Personal information
- Born: 29 June 1993 (age 33) Zeddam, the Netherlands

Sailing career
- Sport: Sailing
- Class: 49er FX

Medal record
Women's sailing
Representing Netherlands
Olympic Games
| Gold medal – first place | 2024 Paris | 49er FX |
| Bronze medal – third place | 2020 Tokyo | 49er FX |
World Championships
| Gold medal – first place | 2018 Aarhus | 49er FX |
| Gold medal – first place | 2019 Auckland | 49er FX |
| Gold medal – first place | 2022 St. Margarets Bay | 49er FX |
| Gold medal – first place | 2024 Lanzarote | 49er FX |
| Silver medal – second place | 2023 The Hague | 49er FX |
European Championships
| Gold medal – first place | 2019 Weymouth | 49er FX |
| Gold medal – first place | 2022 Aarhus | 49er FX |

= Annette Duetz =

Dutch competitive sailor

Annette Duetz (born 29 June 1993 in Zeddam) is a sailor from the Netherlands. Together with Annemiek Bekkering, she is the bronze medalist of the 2020 Summer Olympics in Skiff – 49er FX. She is, together with Odile van Aanholt, the gold medalist of the 2024 Paris Olympics in the woman's 49er FX.
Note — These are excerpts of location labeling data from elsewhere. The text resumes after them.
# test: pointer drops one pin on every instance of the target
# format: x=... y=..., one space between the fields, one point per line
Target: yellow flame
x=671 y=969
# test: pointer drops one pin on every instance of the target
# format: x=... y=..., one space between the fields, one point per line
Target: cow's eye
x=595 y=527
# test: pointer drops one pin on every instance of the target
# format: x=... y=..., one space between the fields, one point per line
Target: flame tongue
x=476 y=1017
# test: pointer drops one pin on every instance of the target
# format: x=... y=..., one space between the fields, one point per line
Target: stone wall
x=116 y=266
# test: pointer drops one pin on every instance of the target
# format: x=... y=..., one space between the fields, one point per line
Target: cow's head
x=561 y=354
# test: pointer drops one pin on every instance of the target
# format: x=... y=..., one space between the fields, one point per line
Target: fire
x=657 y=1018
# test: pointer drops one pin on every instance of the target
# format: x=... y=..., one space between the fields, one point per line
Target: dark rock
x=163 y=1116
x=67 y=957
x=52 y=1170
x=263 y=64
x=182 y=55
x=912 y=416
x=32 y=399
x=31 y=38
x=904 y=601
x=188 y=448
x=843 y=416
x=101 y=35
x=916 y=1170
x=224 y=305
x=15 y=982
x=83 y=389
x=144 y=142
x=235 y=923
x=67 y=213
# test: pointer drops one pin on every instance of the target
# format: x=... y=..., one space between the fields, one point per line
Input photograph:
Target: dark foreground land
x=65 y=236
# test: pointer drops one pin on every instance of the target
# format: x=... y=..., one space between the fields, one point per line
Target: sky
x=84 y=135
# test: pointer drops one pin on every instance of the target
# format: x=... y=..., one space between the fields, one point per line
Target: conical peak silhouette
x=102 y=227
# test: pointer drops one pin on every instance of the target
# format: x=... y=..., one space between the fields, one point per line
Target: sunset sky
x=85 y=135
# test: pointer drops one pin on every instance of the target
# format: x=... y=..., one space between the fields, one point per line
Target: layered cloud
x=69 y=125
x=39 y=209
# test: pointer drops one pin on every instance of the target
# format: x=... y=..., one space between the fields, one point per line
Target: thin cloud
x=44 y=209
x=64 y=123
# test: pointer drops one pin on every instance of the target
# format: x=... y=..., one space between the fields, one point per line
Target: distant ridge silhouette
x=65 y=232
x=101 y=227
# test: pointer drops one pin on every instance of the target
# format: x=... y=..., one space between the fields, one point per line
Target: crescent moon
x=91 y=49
Bekkering and Duetz qualified for the 2016 Summer Olympics in Skiff – 49er FX. They earlier lost the national selection to Nina Keizer en Claire Blom, but Keizer and Blom failed to fulfill the qualification criteria of NOC/NSF. At the Olympics, Bekkering and Duetz finished in the seventh position.

Since 2011, Duetz studied applied physics at Delft University of Technology.